Today, I got a real sense of the poorest of the poor and I think we did some good. It feels like a drop in the ocean over all. Still, hopefully, there are 50 or so Haitians that will be better off this evening than they were this morning.
We’re heading over to the UN now for the only real food I get each day.
This morning I started in the OR doing a revision femoral external fixator, usually the second-last option at home but routine here. It’s like metal scaffolding that runs from the ankle to the thigh. In Canada, we usually nail it or put in plates and screws. As I was finishing, Dr. Duffy burst through the door, told me to scrub out STAT and go over to the local general hospital.
We arrive at a three-storey building that’s missing its entire front facade. I thought it was closed but, no, this building is where the current orthopedic ward is. We walk inside, passing the hospital laundry drying in the sun on razor wire, to find row after row of ortho patients in all forms of traction or external fixation. It’s very, very rudimentary treatment. We could easily have added 50 cases to our slate based on the patients there.
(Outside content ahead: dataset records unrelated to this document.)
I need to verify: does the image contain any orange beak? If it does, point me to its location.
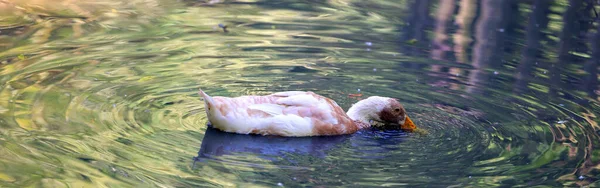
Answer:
[400,116,417,132]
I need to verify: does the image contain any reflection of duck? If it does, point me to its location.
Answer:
[199,90,416,136]
[198,127,349,158]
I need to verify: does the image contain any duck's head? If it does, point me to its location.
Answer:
[347,96,417,132]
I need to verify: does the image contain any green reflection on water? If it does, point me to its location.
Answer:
[0,0,600,187]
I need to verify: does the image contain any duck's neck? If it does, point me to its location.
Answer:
[346,98,382,128]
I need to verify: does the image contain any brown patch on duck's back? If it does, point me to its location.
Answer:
[213,96,279,117]
[312,94,359,135]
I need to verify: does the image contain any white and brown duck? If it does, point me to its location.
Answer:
[199,90,416,137]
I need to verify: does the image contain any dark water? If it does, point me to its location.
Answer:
[0,0,600,187]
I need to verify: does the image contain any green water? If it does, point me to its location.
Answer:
[0,0,600,187]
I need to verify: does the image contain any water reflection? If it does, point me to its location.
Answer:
[195,125,349,160]
[0,0,600,187]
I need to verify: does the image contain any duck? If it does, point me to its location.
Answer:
[198,89,417,137]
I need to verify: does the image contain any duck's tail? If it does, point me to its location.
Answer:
[198,89,215,111]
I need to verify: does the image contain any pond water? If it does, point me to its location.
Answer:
[0,0,600,187]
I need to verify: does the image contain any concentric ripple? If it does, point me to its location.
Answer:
[0,0,600,187]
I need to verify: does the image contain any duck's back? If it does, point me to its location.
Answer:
[200,91,359,136]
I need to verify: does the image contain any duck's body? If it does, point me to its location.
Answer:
[199,90,414,136]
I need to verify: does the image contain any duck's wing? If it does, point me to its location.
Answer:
[252,91,358,136]
[205,91,357,136]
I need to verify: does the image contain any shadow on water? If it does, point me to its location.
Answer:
[0,0,600,187]
[192,127,408,166]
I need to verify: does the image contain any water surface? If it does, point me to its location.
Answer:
[0,0,600,187]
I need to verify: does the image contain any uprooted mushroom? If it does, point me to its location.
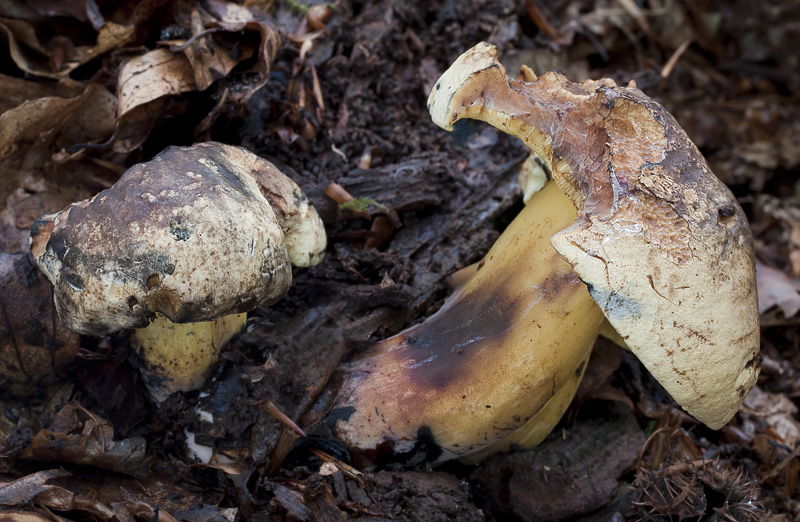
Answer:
[331,43,760,464]
[31,143,326,401]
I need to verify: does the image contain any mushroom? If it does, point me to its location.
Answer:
[428,43,760,429]
[332,43,761,462]
[0,252,80,396]
[31,143,326,400]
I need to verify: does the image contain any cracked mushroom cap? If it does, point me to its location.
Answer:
[428,43,760,429]
[31,143,326,335]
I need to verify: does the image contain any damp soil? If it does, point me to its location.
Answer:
[0,0,800,521]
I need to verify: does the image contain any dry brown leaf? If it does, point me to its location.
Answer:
[16,401,148,476]
[0,81,116,254]
[0,18,136,79]
[0,469,69,506]
[744,386,800,448]
[114,49,197,152]
[117,49,197,119]
[0,509,63,522]
[0,74,86,114]
[0,252,79,394]
[756,260,800,319]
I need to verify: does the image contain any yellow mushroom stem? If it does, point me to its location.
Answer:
[131,313,247,402]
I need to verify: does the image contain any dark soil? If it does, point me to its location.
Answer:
[0,0,800,522]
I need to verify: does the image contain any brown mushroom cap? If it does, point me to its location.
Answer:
[428,43,760,428]
[31,143,325,334]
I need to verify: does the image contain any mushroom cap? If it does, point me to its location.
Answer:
[31,143,325,335]
[428,43,760,429]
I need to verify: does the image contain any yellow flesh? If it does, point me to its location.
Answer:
[131,313,247,402]
[336,183,603,460]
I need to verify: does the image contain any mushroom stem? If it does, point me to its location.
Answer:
[131,313,247,403]
[331,183,603,464]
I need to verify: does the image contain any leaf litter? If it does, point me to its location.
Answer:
[0,0,800,522]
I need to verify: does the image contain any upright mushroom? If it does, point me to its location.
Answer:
[31,143,326,400]
[334,43,760,461]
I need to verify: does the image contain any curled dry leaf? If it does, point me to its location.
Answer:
[15,401,152,476]
[0,78,116,253]
[744,386,800,448]
[114,2,280,152]
[756,261,800,319]
[0,14,135,79]
[0,252,79,394]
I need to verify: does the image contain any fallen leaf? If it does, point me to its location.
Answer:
[0,252,80,395]
[756,260,800,319]
[744,386,800,448]
[15,401,148,476]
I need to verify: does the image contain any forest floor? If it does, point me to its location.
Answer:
[0,0,800,522]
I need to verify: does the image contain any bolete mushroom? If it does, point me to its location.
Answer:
[334,43,760,462]
[31,143,326,400]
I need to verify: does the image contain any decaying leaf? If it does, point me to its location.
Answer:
[0,81,116,253]
[114,1,280,152]
[0,18,135,79]
[0,252,79,395]
[16,402,148,475]
[744,386,800,448]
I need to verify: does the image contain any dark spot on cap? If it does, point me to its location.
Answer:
[145,272,161,291]
[744,353,764,371]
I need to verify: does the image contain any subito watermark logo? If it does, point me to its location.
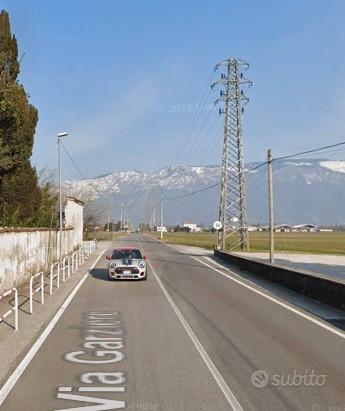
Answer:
[251,370,270,389]
[250,370,327,389]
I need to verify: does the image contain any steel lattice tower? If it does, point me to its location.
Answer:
[212,58,252,250]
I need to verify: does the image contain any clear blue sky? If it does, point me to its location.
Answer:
[0,0,345,178]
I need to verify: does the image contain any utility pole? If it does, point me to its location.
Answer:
[267,149,274,264]
[211,58,252,250]
[161,195,164,240]
[120,204,124,231]
[107,195,111,241]
[57,132,68,266]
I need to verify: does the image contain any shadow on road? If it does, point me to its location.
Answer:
[90,268,109,281]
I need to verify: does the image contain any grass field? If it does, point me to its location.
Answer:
[152,232,345,255]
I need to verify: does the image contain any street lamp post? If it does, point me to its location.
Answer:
[57,132,68,266]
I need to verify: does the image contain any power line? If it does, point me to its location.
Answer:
[165,182,220,200]
[173,73,214,163]
[273,141,345,161]
[61,141,87,180]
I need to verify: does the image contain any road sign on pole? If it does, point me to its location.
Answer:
[213,221,223,231]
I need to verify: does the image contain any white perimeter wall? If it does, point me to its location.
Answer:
[0,198,83,290]
[0,229,81,290]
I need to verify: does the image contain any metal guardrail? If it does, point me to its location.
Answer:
[0,288,18,331]
[29,271,44,314]
[49,263,60,295]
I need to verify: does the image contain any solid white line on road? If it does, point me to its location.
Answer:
[0,251,104,407]
[191,256,345,339]
[145,262,243,411]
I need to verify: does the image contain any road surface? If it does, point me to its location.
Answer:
[0,235,345,411]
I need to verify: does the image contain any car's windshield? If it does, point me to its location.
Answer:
[111,250,143,260]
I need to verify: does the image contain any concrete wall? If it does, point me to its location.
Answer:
[214,250,345,310]
[0,229,80,290]
[0,198,83,291]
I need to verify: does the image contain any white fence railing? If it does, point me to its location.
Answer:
[0,288,18,331]
[49,263,60,295]
[61,256,71,282]
[29,271,44,314]
[0,240,98,331]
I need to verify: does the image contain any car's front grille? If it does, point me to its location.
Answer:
[115,267,139,274]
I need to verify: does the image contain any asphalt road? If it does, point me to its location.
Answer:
[1,235,345,411]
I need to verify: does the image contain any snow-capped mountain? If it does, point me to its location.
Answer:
[65,160,345,225]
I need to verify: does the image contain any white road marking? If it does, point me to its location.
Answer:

The most heartbreaking was a 15-month-old boy who has a broken tibia that has been sticking out of his skin for three months because his family can’t afford to get treatment. We begged his mother to come over to our place to fix him, but she didn’t trust us that we would provide care free of charge.
Starts out as any other day here: Wake up, and down my Gatorade, malaria pill, Pop-Tart, Clif Bar, instant coffee. After breakfast, I’m taking a shortcut through the ER when I find Dr. Ian Wishart looking for help. We have an hours-old neonate brought in by her mother. When the triage nurse sticks the pulse oximeter on the little tyke, it’s not reading an O2 sat [oxygen saturation] or a heart rate. The kid is immediately taken from the mother’s arms. Dr. Wishart assesses the baby, confirming that she isn’t breathing and lacks a pulse. He immediately jumps into code blue mode. There’s hell breaking loose because the nurses can’t get an IV, the suction isn’t working, the cardiac monitor isn’t working and there’s no neonatal intubation equipment around.
Dr. Wishart gets the intraosseous gun, which basically sticks a needle in the tibia to give fluids and meds. I run into the OR and I find Dr. Geoff Hawboldt (one of our anesthetists) and ask him urgently if they have a neonatal laryngoscope. He and Dr. John Arraf (another of our anesthetists) perk up with quizzical looks when I tell them why we need it. Dr. Hawboldt comes running with me. I resume chest compressions because the nurse is getting tired and, finally, they manage to intubate the kid. A couple rounds of epinephrine and 15 minutes of compressions later, we stop. We have a pulse and the baby is saturating well!! Amazing team effort as we saved this little girl’s life.